D. H. is a consumer researcher. He conducts an experiment on telemarketing that is quite noteworthy. Callers call residents in a neighbourhood and ask if they would allow a representative to their homes to sell them cookies. All the residents are told over the phone that proceeds from the sale of cookies would go towards the supply of meals for the needy.
This standard solicitation approach generates a mere 18% agreement. 18 out of 100 people agree to see a representative at their homes.
D. H. then tweaks the telemarketing script a bit. When residents pick up the phone, they are greeted with “I hope you are feeling well this evening?” This tweak surprises Howard by generating an even lower response of only 15%.
Being a true researcher, D. H. tries one more approach. This time, the callers ask residents a question before the solicitation. The caller simply asks “How are you feeling today?” and waits for an answer before giving the sales pitch. The results are surprising. 108 out of 120 people give a positive response to the question, such as “I am fine” Or “I am doing great today.” Even more surprising is the number of residents that agree to see a representative at their homes. 32% people agree to see the cookie seller at their place!

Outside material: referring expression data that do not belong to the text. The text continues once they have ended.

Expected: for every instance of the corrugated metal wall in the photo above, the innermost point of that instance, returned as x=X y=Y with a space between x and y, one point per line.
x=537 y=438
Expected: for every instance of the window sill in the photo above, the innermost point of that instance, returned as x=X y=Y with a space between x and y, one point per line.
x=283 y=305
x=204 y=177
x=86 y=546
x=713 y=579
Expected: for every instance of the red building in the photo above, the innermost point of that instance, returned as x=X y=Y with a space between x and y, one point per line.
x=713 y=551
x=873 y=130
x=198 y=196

° A greater % of people agree to see the seller once they’ve answered a simple “how are you feeling” question. This is because they feel committed to you by answering a question.

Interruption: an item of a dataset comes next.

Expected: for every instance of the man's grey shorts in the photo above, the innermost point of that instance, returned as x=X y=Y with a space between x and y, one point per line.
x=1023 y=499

° Once people make a small commitment to you by answering questions, they can make a bigger commitment by agreeing to see you and ultimately by agreeing to purchase from you hopefully.
° The more sincere you are with your questions, the better response you’ll receive.
° Involve people in the process. Asking people “how are you feeling today” and then waiting for the answer involved them and almost doubled the response rate. Imagine the response you might receive if you make your clients feel like they are involved in the process by asking about their opinions and suggestions!